O caso expôs, com clareza cristalina, como setores do bolsonarismo reagem à crítica política feminina: reativando o trauma da vítima e transformando a agressão sofrida em “merecimento” por discordância ideológica. Frases como “agora se explica por que apanhou” ou “ela escolheu mal os homens e agora escolhe mal os líderes” circularam livremente, revelando que, para parte significativa desse grupo, a violência contra a mulher ainda pode ser relativizada quando a vítima ousa ter voz própria.

A revitimização de Juliana não é fato isolado, mas parte de um padrão recorrente em que mulheres que se posicionam publicamente contra o ex-presidente ou seus apoiadores são imediatamente sexualizadas, ridicularizadas ou ameaçadas com violência física.
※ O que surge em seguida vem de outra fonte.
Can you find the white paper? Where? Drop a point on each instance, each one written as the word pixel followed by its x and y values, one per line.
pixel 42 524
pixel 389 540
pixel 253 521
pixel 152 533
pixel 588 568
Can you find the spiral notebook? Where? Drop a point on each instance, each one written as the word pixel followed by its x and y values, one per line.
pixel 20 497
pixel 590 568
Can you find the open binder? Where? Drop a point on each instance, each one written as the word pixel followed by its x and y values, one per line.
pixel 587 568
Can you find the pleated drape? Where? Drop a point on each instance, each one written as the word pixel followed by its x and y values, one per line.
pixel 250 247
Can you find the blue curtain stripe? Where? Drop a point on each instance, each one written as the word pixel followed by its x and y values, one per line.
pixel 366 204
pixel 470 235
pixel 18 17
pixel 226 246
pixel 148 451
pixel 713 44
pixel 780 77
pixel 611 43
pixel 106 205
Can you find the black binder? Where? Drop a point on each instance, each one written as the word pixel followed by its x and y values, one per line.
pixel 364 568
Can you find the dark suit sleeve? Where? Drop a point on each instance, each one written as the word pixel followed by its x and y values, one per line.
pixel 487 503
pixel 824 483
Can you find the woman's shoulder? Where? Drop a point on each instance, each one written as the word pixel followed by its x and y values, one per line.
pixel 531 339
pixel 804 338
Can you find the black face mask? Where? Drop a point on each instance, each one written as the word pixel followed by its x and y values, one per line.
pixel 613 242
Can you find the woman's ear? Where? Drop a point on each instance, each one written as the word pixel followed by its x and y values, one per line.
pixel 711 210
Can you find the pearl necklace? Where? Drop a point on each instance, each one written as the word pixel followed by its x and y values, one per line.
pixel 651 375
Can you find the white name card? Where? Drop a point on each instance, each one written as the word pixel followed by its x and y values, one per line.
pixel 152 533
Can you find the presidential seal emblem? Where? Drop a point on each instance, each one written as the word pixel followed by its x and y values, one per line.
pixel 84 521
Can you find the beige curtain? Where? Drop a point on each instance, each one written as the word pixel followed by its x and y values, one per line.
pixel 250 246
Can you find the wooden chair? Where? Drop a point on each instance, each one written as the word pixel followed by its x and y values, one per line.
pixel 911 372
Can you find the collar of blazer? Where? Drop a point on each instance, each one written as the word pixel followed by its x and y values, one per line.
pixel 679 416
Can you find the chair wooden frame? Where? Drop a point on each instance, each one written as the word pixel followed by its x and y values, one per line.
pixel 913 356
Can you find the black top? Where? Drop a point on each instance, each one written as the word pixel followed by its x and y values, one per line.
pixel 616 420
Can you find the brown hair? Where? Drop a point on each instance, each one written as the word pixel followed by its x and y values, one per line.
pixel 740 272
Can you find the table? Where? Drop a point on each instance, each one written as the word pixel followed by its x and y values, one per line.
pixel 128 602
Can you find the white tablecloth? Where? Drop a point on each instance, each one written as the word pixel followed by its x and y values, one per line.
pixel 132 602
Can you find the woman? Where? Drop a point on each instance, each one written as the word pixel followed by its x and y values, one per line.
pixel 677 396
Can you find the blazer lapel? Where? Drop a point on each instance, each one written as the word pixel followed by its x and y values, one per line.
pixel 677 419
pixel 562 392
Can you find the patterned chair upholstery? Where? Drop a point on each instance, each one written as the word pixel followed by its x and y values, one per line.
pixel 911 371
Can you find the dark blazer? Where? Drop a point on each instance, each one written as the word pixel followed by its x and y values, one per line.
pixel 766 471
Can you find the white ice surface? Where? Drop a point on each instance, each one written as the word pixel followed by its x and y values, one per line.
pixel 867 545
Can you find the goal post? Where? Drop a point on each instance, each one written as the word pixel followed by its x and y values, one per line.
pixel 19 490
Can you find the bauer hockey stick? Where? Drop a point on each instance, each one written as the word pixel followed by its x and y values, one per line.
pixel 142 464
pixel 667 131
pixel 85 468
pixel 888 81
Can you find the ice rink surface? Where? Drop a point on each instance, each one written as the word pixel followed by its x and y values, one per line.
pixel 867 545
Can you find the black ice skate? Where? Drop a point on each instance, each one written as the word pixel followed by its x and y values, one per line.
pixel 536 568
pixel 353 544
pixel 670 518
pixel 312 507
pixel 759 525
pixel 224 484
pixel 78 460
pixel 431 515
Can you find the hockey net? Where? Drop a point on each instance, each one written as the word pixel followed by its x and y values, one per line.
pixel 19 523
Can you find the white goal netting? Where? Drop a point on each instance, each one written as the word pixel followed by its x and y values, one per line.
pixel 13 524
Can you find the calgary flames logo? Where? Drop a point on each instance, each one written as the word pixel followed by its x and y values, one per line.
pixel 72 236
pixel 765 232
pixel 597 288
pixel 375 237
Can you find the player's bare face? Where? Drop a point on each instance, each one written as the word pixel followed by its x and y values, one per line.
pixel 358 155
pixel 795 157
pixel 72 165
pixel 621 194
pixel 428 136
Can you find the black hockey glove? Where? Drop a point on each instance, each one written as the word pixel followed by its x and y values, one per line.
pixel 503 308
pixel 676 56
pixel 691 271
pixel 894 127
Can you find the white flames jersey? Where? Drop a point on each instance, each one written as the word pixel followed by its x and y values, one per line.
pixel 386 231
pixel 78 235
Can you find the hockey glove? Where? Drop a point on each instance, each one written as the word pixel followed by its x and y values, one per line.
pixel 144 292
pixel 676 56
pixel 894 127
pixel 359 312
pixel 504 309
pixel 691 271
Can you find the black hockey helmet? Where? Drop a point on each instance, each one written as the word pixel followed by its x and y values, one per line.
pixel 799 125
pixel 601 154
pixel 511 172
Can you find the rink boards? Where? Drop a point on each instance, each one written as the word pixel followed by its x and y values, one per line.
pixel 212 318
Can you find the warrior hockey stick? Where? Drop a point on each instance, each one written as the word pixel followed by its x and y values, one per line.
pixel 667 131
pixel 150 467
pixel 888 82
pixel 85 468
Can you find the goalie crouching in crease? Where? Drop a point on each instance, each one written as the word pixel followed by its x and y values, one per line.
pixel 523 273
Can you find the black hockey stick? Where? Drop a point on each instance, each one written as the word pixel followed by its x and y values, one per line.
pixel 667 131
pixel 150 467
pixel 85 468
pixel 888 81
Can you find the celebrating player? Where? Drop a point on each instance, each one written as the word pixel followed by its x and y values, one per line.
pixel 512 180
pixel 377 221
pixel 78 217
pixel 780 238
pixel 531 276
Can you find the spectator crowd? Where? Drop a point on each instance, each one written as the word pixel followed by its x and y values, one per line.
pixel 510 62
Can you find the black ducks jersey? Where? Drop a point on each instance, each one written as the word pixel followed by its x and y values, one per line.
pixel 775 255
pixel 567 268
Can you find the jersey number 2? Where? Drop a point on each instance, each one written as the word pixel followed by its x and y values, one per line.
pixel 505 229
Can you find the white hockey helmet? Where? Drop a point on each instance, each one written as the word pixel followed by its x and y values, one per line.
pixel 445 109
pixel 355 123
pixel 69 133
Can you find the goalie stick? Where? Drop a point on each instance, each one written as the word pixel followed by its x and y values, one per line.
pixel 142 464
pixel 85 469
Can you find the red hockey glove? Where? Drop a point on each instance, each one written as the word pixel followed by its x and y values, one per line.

O que diferencia este episódio é a força da resposta: em vez de recuar, Juliana transformou o novo ataque em oportunidade para reafirmar que sobrevivência não significa gratidão ou silêncio, mas resistência ativa contra todo tipo de opressão.

A repercussão acabou por jogar luz sobre uma verdade incômoda: para alguns, a defesa intransigente da democracia e dos direitos das mulheres é interpretada como traição imperdoável, mais grave que o próprio ato de agredir uma mulher até quase matá-la. Enquanto o agressor de Juliana cumpre pena, parte da internet parece disposta a continuar a agressão por procuração, agora com o aval político-ideológico.

No fim, a história recente de Juliana Garcia resume o Brasil de 2025: um país em que sobreviver a 61 socos já não basta para garantir respeito; é preciso também sobreviver ao ódio organizado que se segue quando a vítima se recusa a ser reduzida a símbolo de sofrimento silencioso. Sua postura firme diante das câmeras é um lembrete poderoso de que o feminicídio não começa nem termina no ato físico: ele se prolonga sempre que uma mulher é punida por falar. E, enquanto houver mulheres como ela falando, haverá esperança de que esse ciclo seja, um dia, definitivamente interrompido.